I used my real camera for this images, but I think I had it on some weird preset, because everything’s a bit fuzzy. Sorry!

I have posted about this project before.

A dry laid path of Pennsylvania full range flagstone

While I was there, the neighborhood bears came through. Momma led the way. This cub sat lazily in the a street, and then flopped over onto his back. He was then tackled by his sibling and they wrestled in the middle of the road. Momma ignored them and kept on walking.

Momma and a cub, who laid down on his back in the middle of the road, only to be tackled by a sibling.

Stone Staircases

Here’s a few stone staircases we’ve done. This one was earlier this summer, in the garden of a friend of ours in Weaverville.

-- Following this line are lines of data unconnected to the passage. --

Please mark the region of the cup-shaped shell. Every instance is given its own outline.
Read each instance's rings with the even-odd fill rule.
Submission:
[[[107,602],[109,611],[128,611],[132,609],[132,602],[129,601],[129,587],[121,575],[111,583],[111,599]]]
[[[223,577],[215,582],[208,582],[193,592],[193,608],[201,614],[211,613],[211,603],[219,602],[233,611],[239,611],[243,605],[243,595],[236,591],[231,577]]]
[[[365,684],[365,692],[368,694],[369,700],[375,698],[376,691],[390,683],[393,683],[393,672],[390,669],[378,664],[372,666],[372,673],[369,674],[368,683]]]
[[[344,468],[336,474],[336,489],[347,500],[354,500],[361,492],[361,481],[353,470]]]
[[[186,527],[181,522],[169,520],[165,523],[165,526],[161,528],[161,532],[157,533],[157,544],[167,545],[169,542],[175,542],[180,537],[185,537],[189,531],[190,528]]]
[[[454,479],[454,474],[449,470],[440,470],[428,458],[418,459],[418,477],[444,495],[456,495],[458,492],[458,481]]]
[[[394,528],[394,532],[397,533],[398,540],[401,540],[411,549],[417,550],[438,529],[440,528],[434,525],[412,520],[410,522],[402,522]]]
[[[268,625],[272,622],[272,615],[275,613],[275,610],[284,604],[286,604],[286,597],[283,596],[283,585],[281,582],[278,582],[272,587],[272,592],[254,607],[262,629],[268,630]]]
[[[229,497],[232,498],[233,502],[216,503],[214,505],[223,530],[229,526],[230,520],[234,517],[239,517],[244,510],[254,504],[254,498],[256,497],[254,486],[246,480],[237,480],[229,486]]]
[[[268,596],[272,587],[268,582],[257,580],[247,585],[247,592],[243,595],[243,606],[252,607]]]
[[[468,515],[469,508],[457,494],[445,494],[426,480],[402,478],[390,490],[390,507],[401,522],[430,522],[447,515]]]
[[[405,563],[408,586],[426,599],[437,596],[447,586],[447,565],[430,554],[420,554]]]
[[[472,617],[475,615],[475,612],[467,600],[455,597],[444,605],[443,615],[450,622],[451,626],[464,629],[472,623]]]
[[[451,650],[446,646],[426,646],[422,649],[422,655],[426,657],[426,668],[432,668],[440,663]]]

A stone staircase in Weaverville

This set of rugged steps leads down alongside a home in Black Mountain. We did this a couple of years ago. This is more of a rustic, trail feel than we usually do, but it was appropriate for this site. It connects to a trail that quickly disappears into the woods.

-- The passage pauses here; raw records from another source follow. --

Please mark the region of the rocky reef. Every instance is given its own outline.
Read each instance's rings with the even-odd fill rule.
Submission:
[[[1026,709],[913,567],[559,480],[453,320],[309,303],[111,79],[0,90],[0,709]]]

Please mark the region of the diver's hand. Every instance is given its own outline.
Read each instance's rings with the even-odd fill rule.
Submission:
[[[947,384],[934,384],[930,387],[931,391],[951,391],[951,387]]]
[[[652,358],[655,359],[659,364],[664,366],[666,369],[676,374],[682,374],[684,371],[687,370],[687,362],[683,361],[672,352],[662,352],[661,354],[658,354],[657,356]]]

Big, burly slabs of sandstone make this rugged set of steps

These two steps lead up the main entrance of a home in Leicester. It was a very bright batch of sandstone!

A short stack of formal stone steps lead to the front door of this home

Biltmore Forest Walls and Steps

Some more pictures from our friend Emily at BB Barns. They just finished this big project we worked on together in Biltmore Forest. It was our biggest collaboration to date! The picture at the bottom gives a hint as to what was there before. Not pictured- a dysfunctional water feature and walkway with treacherously large spaces between the stones.

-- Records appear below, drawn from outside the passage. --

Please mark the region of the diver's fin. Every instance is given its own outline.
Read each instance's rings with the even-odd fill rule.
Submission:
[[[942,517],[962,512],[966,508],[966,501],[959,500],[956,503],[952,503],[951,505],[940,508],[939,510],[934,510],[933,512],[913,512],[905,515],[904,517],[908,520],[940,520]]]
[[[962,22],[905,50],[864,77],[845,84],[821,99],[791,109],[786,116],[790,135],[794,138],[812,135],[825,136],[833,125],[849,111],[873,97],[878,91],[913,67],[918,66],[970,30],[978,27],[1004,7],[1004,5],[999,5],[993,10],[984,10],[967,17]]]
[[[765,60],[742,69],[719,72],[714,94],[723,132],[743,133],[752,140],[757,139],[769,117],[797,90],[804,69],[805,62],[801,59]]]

A drystone wall by Hammerhead Stoneworks in Biltmore Forest, a collaboration with BB Barns.

A drystone wall by Hammerhead Stoneworks in Biltmore Forest, a collaboration with BB Barns.

The Biltmore Forest project before we started.

North Asheville Stone Staircase

We built this project several years ago, in collaboration with Mardi Letson of Gardens By Mardi. This was a radical transformation of a sloping, grassy front yard into a main entryway and thriving garden. The big retaining wall to the back- barely visible now behind plants- was set with an excavator. The retaining wall at the street uses the same materials, Daggett Mountain stone, but in a smaller scale. The steps are slabs of gray sandstone from Tennessee, often called Crab Orchard. The staircase is four feet across. To create the a sweeping opening and a welcoming entrance, we widened the steps at the bottom. The bottom step is six feet across- two three footers butted end to end- and the next step up is five feet across.

This project won an award!

Slabs of gray sandstone make up this set of entry steps

A short wall of Daggett Mountain stone laid dry in North Asheville

A drystone wall turns a corner and frames a set of slab steps

Before and After

Stone Steps

We were recently back in Leicester for a small project and got to visit a couple of older projects we had done. :ast year we built this staircase out of slabs of sandstone. I honestly don’t remember that lovely view from the top. My strongest memory from this project was having to do a lot of grinder work to get the steps to the right thickness so they would be the same height and walk properly.